Performing an aggregation to get the average value of a for all documents:

numberdb> db.numbercoll.aggregate({$group:{_id:null,aAverage:{"$avg":"$a"}}})
[ { _id: null, aAverage: 3 } ]

Running a db.collection.explain("executionStats").aggregate(...) on the above aggregation. The execution stats output is as follows:

        executionStats: {
          executionSuccess: true,
          nReturned: 5,
          executionTimeMillis: 0,
          totalKeysExamined: 0,
          totalDocsExamined: 5,
          executionStages: {
            stage: 'PROJECTION_SIMPLE',
            nReturned: 5,
            executionTimeMillisEstimate: 0,
            works: 7,
            advanced: 5,
            needTime: 1,
            needYield: 0,
            saveState: 1,
            restoreState: 1,
            isEOF: 1,
            transformBy: { a: 1, _id: 0 },
            inputStage: {
              stage: 'COLLSCAN',
              nReturned: 5,
              executionTimeMillisEstimate: 0,
              works: 7,
              advanced: 5,
              needTime: 1,
              needYield: 0,
              saveState: 1,
              restoreState: 1,
              isEOF: 1,
              direction: 'forward',
              docsExamined: 5
            }
          }
        }

As you can see from the above data, only a singular document is returned in the shell output when running the aggregation to display the average a value as 3. However, based off the execution stats output, we can see that multiple documents were needed to be examined and processed to determine this average. More specifically:
nReturned: 5 (Number of documents that match the query condition)
totalDocsExamined: 5 (Number of documents examined during query execution)

Would that examined:returned ratio be N all the time then?

I believe it may depend on what you mean by “examined” and “returned” here. As you can see from the above, totalDocsExamined is 5 and nReturned is 5 (ratio of 5:5) but the output of the aggregation is a single document. If you are referring to the totalDocsExamined to the single output document of the aggregation, then it would be N for this aggregation example.

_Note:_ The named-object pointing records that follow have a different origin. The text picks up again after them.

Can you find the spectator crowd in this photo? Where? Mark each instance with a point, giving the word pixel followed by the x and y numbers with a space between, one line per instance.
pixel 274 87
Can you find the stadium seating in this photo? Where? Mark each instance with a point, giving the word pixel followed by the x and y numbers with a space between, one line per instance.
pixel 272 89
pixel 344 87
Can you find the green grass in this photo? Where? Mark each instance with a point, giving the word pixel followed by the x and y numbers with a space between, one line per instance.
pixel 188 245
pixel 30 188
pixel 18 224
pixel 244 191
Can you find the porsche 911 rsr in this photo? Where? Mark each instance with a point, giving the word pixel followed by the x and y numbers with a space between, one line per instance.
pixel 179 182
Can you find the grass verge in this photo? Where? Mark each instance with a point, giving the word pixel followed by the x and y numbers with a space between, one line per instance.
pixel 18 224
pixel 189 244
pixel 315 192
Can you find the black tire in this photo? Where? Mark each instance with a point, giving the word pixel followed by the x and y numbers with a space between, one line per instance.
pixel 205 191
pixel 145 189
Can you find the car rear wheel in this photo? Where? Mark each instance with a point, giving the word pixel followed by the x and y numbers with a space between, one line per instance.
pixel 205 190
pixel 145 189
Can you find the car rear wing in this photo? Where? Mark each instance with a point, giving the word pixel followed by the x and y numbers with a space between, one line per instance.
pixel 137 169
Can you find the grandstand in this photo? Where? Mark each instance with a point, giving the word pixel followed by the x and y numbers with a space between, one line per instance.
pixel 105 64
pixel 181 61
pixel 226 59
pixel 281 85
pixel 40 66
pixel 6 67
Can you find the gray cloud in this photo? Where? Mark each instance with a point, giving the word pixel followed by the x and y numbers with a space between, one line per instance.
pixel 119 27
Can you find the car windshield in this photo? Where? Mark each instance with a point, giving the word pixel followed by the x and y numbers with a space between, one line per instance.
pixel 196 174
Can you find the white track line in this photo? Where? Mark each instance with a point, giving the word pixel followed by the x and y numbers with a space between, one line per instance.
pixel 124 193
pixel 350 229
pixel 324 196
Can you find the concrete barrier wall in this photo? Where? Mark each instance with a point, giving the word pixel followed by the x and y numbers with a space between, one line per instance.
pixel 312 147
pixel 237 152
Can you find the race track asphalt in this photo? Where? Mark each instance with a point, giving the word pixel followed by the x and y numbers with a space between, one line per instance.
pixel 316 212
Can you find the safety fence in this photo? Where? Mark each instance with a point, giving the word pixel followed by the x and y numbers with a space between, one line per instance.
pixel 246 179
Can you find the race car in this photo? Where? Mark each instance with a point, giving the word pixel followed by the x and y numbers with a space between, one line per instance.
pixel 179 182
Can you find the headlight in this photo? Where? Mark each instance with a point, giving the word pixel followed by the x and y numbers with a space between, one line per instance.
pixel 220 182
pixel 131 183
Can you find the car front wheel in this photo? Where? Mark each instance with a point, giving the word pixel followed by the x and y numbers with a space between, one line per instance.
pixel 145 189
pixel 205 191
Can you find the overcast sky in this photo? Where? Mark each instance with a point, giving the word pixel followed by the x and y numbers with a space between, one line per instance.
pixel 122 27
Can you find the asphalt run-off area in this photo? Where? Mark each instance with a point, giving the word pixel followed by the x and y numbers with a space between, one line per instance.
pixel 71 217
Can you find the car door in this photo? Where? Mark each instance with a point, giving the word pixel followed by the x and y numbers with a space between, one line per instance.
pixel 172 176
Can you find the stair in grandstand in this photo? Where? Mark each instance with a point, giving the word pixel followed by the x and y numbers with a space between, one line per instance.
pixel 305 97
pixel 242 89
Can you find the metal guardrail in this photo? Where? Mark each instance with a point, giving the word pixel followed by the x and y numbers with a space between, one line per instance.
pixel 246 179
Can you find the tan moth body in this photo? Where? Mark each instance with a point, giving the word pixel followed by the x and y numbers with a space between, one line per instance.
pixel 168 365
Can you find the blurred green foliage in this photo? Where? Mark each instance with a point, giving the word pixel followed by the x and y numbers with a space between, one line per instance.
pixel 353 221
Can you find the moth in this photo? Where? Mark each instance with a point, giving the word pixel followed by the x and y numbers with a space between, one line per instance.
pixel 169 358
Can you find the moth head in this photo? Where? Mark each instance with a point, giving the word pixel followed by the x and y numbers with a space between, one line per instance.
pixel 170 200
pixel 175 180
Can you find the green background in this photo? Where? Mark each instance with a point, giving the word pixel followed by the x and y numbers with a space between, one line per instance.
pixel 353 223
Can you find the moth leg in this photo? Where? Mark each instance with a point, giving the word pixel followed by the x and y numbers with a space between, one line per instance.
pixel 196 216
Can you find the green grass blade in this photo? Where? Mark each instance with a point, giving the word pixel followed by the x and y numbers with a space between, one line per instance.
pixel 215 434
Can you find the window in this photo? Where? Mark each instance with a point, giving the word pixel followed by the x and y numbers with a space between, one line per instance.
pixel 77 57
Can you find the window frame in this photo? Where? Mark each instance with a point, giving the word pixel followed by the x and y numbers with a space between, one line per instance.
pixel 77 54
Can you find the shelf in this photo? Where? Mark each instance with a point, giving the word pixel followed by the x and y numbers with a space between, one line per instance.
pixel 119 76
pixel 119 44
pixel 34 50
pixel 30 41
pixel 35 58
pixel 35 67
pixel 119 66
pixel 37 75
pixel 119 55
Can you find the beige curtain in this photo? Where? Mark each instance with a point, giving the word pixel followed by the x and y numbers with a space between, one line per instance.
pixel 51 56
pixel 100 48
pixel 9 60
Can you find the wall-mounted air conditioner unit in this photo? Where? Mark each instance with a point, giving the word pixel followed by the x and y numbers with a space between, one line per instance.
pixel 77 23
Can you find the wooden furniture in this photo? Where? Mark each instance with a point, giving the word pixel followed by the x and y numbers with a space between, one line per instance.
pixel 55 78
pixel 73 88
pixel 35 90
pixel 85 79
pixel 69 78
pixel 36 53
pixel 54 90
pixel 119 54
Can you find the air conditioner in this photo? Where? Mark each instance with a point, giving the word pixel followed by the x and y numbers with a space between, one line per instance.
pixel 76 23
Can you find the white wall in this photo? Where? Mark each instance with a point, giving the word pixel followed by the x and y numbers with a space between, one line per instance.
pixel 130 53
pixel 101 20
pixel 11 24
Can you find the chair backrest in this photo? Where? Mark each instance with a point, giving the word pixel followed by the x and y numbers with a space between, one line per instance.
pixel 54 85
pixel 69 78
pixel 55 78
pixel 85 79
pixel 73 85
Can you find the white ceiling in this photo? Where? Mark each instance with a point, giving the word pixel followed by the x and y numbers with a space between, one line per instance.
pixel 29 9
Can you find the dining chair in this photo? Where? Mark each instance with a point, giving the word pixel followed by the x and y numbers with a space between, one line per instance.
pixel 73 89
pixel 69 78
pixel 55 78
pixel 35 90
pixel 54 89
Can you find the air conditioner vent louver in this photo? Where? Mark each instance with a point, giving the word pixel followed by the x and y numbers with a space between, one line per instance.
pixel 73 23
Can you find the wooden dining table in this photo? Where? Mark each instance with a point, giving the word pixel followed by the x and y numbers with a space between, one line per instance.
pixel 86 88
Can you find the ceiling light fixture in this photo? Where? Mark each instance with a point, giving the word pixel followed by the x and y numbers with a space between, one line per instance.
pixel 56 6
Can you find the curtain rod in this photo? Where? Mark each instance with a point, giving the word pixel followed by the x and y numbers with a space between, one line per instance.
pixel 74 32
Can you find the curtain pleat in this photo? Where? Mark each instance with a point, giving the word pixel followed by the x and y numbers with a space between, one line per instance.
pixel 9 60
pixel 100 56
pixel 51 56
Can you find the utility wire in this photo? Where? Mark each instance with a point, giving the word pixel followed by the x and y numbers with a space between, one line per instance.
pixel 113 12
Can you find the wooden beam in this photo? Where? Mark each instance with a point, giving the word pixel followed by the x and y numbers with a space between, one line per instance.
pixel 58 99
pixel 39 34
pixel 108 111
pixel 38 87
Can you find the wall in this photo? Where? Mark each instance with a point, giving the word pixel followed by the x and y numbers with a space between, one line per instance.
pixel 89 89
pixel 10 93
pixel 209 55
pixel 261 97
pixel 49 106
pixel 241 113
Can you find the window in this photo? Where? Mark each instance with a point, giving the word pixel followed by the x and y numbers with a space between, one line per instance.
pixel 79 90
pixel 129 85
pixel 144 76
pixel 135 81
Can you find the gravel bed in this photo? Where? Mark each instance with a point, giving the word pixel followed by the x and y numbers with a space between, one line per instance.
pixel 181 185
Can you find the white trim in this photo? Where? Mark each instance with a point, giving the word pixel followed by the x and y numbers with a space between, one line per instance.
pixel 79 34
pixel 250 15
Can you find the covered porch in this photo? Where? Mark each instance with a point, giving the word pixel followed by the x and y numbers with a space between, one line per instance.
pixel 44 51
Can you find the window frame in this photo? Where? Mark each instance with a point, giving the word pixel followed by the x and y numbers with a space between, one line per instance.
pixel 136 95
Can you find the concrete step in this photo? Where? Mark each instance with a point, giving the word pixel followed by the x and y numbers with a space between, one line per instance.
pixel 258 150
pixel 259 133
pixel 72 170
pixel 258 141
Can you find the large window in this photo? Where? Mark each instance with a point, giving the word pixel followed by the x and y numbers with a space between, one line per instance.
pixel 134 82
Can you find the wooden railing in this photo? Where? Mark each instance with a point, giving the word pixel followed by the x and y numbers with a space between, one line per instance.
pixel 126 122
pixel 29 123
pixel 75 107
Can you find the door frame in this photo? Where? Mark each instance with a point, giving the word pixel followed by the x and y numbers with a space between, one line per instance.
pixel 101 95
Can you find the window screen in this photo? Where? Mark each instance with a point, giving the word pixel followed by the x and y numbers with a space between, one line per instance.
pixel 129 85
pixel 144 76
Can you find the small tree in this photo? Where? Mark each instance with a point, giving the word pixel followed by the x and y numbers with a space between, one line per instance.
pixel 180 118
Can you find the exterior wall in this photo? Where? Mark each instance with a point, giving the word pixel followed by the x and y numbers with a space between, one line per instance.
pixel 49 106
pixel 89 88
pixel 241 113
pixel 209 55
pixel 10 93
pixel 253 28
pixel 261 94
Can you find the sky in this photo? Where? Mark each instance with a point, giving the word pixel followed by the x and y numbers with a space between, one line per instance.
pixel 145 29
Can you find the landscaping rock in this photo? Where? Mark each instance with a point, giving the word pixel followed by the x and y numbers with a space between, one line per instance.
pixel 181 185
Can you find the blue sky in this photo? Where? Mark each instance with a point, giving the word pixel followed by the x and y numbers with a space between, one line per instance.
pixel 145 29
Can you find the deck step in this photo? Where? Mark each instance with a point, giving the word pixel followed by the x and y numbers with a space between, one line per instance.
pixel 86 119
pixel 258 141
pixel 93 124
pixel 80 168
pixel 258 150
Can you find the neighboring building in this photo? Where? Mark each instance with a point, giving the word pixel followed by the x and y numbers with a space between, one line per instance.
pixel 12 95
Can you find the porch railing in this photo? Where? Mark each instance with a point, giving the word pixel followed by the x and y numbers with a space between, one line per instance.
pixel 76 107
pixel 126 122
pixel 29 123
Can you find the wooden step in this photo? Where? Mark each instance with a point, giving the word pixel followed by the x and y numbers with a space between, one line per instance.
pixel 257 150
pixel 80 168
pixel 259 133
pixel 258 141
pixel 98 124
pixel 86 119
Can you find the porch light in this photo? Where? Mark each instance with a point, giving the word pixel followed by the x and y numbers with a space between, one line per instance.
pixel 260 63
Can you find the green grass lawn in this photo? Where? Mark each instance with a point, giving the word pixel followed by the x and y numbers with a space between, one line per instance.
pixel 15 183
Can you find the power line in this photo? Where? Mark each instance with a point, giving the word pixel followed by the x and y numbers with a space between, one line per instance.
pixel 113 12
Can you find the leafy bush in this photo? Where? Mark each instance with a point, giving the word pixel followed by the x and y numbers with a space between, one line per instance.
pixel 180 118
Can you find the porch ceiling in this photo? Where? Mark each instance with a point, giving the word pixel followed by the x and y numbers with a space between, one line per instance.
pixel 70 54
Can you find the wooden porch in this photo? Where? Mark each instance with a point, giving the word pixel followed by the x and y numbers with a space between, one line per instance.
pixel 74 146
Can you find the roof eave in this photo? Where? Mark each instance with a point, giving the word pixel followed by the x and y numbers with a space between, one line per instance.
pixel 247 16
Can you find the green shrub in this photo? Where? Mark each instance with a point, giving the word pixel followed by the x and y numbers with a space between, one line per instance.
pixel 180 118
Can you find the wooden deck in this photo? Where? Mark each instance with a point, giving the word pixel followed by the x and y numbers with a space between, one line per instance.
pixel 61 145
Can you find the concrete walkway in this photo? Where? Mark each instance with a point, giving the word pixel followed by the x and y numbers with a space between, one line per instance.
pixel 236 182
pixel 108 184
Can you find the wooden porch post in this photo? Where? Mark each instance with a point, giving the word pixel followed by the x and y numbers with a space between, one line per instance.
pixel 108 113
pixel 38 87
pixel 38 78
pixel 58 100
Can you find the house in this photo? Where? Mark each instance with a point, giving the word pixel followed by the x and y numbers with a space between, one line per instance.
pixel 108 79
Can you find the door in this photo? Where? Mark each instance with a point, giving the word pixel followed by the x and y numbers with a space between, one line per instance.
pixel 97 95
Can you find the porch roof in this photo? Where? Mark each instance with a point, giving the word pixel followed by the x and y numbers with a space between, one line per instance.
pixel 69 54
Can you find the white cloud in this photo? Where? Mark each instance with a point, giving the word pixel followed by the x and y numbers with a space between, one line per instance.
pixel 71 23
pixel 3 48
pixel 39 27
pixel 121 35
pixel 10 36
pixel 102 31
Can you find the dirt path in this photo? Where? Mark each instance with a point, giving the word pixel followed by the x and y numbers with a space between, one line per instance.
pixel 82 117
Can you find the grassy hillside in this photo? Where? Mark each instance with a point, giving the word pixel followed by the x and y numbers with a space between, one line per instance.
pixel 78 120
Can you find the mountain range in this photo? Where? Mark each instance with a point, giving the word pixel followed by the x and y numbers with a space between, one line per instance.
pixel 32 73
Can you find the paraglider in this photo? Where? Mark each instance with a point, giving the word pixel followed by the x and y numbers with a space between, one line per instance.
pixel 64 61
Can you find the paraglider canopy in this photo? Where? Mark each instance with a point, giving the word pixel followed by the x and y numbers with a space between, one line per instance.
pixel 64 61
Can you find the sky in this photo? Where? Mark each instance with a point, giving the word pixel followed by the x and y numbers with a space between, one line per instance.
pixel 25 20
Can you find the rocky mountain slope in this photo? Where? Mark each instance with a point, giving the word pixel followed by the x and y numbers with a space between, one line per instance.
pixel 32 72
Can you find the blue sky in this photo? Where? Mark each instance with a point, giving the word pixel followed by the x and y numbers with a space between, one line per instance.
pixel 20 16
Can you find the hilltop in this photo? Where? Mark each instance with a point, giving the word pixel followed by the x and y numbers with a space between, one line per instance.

We need something more specific to evaluate the performance of aggregations, the current one isn’t very accurate for this case.

Does the above example provide any help or insight for your use case? If not, it may be best to create a new topic with more information such as:

The aggregation being run
The use case
The issue with performance you’re encountering
MongoDB version

Depending on your pipeline, you may be able to create indexes for a covered query to avoid document fetches.

Regards,
Jason